I’ll start with what you don’t need. It may surprise you, since this runs counter to the conventional wisdom.
You don’t need:
- Willpower. You shouldn't. Your amount of this is limited, and you’ll run out of it if you rely on willpower on a regular basis. What you do should be so arranged that you enjoy doing it.
- Gift. There are far fewer people with a gift for languages than you think. Conversely, almost everyone has the aptitude.
- Time. You don’t need great big chunks of time. Five minutes here and there will mount up. And short bursts are actually better.

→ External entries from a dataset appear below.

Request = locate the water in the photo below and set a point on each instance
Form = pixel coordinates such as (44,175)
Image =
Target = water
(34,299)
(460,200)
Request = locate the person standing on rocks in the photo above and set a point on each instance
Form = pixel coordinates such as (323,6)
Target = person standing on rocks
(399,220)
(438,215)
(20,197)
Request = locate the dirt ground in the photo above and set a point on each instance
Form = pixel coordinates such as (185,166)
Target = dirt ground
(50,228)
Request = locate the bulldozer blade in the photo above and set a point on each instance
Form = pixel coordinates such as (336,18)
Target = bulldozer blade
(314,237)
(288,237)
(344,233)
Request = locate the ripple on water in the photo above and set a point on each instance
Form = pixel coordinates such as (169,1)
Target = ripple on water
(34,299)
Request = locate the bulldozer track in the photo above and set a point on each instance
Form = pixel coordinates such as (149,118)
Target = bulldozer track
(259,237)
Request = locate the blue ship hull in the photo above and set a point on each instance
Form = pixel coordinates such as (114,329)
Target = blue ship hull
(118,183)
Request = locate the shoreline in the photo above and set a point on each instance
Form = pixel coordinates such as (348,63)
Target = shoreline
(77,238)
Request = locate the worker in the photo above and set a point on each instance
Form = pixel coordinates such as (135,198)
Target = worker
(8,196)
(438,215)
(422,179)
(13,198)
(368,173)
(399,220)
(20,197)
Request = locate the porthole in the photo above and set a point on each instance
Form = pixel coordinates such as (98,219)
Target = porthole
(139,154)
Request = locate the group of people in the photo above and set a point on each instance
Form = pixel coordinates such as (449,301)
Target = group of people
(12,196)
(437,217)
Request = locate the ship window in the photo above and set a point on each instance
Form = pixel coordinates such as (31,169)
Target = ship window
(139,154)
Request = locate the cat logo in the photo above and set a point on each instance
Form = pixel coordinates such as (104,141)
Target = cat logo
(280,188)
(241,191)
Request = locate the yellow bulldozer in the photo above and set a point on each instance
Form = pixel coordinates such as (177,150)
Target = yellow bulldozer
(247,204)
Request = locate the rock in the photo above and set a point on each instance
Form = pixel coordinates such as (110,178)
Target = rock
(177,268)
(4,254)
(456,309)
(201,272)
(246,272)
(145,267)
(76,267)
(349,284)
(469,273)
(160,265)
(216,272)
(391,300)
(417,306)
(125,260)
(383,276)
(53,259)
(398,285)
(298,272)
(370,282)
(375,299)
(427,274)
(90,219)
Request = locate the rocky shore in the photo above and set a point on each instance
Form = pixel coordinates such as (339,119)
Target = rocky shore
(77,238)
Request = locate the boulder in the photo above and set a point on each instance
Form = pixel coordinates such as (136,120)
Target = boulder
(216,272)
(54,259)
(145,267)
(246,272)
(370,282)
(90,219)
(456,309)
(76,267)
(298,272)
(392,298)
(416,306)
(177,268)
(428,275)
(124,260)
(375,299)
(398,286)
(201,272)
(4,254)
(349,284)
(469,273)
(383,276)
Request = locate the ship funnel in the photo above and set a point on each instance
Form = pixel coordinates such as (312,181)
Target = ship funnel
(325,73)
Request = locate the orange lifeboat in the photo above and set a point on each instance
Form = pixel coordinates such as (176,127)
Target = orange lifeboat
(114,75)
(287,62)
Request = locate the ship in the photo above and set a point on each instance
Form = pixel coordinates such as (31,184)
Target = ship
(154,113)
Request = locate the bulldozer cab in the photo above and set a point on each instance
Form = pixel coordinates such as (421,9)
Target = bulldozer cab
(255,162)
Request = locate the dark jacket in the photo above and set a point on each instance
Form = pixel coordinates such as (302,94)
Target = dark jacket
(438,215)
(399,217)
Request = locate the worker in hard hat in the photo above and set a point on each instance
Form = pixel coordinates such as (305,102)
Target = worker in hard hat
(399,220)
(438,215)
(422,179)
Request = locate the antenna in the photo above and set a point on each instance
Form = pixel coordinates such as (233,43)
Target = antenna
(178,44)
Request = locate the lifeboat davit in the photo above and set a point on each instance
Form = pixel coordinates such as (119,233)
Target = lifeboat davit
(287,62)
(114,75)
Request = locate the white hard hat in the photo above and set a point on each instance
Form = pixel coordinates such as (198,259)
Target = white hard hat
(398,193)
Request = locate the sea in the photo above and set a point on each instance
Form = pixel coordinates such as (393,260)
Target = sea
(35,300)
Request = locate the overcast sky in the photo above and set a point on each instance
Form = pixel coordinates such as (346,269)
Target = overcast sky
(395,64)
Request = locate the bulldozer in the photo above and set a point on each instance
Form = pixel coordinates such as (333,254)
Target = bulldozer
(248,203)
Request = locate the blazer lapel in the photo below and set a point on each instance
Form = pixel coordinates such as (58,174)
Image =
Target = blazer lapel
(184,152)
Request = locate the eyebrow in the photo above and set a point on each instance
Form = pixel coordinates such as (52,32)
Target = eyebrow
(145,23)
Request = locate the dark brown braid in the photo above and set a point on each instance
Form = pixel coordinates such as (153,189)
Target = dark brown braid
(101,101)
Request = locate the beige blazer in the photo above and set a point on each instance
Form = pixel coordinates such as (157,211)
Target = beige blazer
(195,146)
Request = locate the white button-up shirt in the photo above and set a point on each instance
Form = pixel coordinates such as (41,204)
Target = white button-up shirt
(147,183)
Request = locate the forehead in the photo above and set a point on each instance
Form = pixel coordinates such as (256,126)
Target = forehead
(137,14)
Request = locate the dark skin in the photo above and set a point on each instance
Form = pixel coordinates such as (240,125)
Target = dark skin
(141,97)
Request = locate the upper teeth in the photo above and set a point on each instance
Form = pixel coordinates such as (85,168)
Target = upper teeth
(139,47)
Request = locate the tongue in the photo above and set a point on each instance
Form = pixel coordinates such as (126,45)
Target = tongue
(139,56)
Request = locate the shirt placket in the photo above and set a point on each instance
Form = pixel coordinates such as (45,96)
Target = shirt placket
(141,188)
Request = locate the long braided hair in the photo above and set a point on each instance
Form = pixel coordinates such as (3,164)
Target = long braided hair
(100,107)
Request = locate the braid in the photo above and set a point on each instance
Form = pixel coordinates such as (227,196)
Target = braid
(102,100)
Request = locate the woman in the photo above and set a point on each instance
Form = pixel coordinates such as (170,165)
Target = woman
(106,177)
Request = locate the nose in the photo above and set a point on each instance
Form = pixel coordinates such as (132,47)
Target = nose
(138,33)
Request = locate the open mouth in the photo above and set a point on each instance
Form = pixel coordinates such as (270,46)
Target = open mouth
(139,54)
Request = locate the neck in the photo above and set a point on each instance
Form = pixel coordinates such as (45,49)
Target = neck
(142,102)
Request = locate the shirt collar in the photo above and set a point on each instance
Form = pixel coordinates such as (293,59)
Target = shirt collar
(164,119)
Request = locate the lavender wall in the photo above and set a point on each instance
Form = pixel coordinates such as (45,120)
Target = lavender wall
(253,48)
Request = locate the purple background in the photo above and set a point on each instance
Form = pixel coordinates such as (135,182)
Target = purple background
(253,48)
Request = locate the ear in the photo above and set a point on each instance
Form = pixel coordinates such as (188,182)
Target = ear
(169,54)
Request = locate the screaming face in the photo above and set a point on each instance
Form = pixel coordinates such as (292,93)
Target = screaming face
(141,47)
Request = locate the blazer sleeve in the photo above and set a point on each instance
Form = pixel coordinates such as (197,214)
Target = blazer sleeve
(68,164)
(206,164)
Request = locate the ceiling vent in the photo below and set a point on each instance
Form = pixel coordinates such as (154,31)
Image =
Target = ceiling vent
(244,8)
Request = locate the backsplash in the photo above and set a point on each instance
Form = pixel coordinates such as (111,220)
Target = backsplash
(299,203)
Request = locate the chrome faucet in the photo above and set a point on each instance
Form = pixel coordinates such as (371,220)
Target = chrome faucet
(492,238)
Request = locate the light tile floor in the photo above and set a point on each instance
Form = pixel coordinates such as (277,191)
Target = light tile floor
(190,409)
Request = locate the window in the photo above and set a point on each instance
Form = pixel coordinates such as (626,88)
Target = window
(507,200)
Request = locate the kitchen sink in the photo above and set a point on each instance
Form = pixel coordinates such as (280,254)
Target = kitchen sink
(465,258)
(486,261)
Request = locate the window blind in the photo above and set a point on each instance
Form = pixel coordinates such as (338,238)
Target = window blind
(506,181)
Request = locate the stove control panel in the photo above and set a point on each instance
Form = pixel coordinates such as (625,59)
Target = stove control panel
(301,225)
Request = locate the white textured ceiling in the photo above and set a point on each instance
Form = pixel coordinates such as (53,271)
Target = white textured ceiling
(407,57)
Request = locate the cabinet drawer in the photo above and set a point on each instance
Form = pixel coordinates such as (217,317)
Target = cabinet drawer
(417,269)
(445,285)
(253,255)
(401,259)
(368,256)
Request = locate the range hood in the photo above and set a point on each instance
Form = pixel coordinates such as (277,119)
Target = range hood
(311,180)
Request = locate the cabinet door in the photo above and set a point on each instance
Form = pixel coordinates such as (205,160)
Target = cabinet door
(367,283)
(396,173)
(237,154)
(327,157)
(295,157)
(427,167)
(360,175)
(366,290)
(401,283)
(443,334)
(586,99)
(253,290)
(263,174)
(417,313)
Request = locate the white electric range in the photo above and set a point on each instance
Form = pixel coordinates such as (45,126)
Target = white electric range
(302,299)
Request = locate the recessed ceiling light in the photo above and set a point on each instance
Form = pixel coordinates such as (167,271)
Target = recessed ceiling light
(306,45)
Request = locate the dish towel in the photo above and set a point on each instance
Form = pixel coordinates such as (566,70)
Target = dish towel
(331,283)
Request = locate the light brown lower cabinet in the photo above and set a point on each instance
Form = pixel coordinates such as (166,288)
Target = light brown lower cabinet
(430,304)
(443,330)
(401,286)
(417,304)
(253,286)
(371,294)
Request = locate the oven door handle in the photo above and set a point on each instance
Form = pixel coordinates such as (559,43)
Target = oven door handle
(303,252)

- Analytical mind. You need to be interested in order to learn. But to break things up into ever smaller portions won’t help you use a language. You lose speed and fluency.
- Memory. Not short term memory. Long term memory is what you need. And that relies on ‘forgetting’ nonessentials or things you’re not quite ready for.

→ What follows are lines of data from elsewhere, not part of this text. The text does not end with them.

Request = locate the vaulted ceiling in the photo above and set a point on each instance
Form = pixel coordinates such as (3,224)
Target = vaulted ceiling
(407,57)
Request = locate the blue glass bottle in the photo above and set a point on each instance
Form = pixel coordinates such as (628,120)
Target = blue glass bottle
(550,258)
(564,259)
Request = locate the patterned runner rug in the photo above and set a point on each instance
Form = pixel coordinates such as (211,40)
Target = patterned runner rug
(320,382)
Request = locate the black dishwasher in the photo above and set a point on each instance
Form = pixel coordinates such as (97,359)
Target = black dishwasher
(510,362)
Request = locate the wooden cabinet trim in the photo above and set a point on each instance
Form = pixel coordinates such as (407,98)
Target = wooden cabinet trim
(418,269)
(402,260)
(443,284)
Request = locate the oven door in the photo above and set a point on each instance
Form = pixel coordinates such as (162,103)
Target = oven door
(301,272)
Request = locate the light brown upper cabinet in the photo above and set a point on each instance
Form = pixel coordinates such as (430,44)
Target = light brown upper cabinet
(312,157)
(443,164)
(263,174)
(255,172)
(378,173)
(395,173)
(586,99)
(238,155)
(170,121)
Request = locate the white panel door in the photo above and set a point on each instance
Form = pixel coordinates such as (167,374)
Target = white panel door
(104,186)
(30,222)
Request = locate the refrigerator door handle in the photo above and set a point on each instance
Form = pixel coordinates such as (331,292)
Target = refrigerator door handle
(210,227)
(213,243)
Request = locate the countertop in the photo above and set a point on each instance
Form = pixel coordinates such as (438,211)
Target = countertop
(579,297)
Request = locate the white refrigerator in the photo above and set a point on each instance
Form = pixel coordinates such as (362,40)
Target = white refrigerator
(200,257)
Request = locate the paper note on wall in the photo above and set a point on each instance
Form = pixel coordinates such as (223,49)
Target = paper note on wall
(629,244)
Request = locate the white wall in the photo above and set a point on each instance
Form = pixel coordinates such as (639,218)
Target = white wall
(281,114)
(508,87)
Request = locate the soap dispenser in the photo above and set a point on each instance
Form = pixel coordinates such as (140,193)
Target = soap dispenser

- A knowledge of grammar. Certainly not the technical terms and whatnot. But an internal feel for what sounds right is another matter.
- Teacher. No you don’t. You need to take charge of your own learning. And the sooner the better.

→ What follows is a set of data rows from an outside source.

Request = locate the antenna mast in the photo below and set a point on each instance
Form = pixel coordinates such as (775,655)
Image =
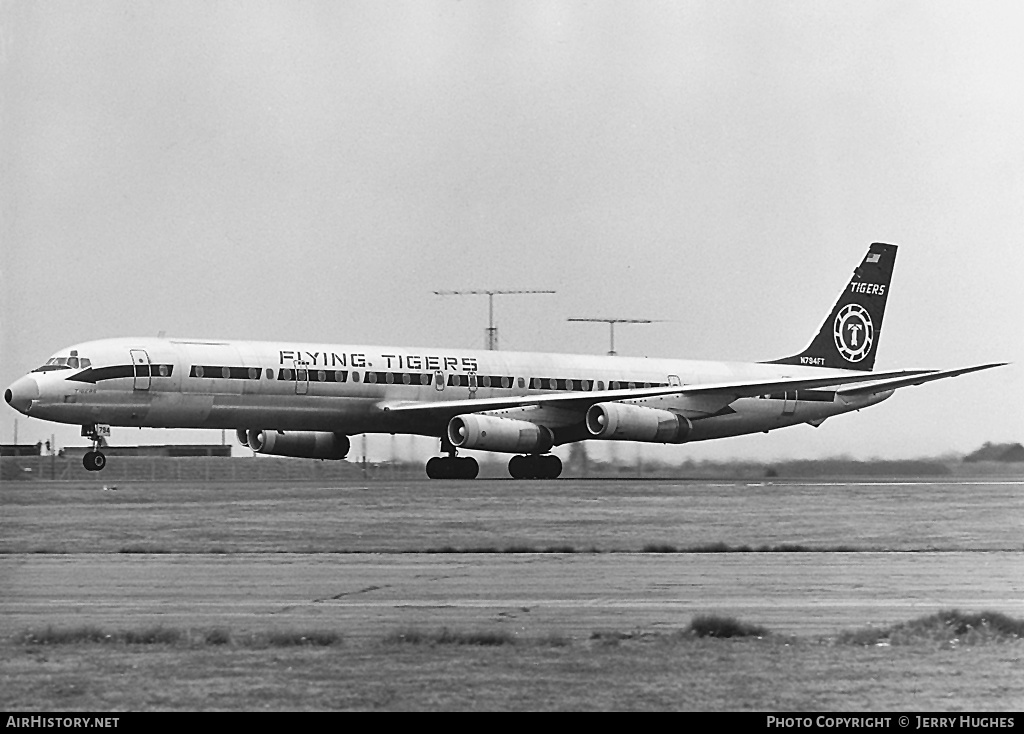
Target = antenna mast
(611,326)
(492,329)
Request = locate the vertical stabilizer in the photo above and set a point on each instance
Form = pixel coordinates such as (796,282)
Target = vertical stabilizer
(849,338)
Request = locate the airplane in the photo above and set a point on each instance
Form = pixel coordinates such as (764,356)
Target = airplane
(305,400)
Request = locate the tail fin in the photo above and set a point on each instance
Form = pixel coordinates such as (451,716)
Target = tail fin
(849,338)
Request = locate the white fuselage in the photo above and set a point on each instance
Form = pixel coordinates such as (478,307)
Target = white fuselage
(178,383)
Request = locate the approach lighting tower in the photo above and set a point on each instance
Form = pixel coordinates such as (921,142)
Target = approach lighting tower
(611,326)
(492,329)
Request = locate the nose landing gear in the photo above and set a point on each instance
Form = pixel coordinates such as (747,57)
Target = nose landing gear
(94,461)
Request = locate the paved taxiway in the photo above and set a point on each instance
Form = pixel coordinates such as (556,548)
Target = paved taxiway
(532,594)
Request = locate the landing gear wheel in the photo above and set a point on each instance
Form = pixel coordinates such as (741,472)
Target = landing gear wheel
(535,467)
(94,461)
(452,468)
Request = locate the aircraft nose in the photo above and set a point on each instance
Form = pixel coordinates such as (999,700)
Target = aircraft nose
(20,394)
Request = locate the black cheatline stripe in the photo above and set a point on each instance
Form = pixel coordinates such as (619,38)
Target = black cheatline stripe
(216,372)
(291,375)
(119,372)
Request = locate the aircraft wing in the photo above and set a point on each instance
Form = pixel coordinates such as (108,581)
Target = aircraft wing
(897,382)
(728,390)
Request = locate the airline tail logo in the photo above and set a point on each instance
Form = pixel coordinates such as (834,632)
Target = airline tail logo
(854,333)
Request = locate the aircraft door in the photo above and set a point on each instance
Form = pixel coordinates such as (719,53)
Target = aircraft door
(140,371)
(301,378)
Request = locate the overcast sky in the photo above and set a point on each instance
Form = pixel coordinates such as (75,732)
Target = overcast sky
(312,171)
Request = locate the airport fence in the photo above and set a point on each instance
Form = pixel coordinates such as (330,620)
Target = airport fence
(201,469)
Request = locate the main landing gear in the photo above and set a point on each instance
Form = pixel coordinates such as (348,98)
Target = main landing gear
(452,466)
(536,466)
(94,461)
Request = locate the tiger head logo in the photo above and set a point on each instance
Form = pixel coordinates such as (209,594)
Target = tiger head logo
(854,333)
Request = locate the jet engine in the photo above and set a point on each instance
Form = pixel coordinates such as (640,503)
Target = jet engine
(624,422)
(300,444)
(499,434)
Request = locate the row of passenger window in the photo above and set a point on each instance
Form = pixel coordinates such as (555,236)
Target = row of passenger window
(390,378)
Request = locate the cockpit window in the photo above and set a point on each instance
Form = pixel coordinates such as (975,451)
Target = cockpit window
(74,362)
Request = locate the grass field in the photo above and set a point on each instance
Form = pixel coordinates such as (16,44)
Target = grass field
(126,662)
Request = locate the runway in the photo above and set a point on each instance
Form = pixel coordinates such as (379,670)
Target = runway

- Intelligence. What’s the lowest IQ that you need to be able to use your own language? Exactly!
- Materials. Language learning materials are produced to make someone a profit. Just make use of the materials that people of the language you’re interested in are interested in.
- Outgoing personality. No difference has been shown between introverts and extroverts. Not as far as learning a language goes
- Energy. You may choose to spend a lot of energy. But if you need to, then you’re doing it wrong. Energy, like willpower, is limited.
You do need:
- Desire. It helps a lot if there’s something that you have a passion for which requires knowing the language. That’s too wordy . . . You’ve gotta love something about it.
- Reason. The stronger your reason or need to know a language, the more likely you’ll learn it.
- Tenacity. It takes a long time. It isn’t difficult, but progress is slow. So it helps if you are dogged. If you have a history of going long projects.
- Independence. You need to be able to work on your own. You are the best judge about how you learn best. At least you should be.
- Imagination. Imagination will create something interesting out of something boring.
- Open mind. You need to be able to hold of prematurely judging. Every new idea is born drowning.
- Self-belief. If you believe that you won’t be able to do something, then you won’t. Guaranteed.
- Experience. If you can call on something in your history where you succeeded in learning another language, or with a long course of study, then that’s a big plus. Even if you failed, that will help you avoid future pitfalls.
- Self knowledge. The better you know yourself, your on-buttons and off-buttons the more likely you are to climb ladders and avoid snakes.
- Interest. You need to be alert to notice what’s going on in a language.
- Patience. It’s going to take time. You don’t need negative self-talk slowing you down even further. Realistically, you need patience.
- Laziness. Finding the easiest and most pleasant way to do things will conserve your resources.
- Pleasure. Enjoy what you do. Otherwise, what’s the point?
- Resourcefulness. Use whatever you have at hand well. Work to your strengths.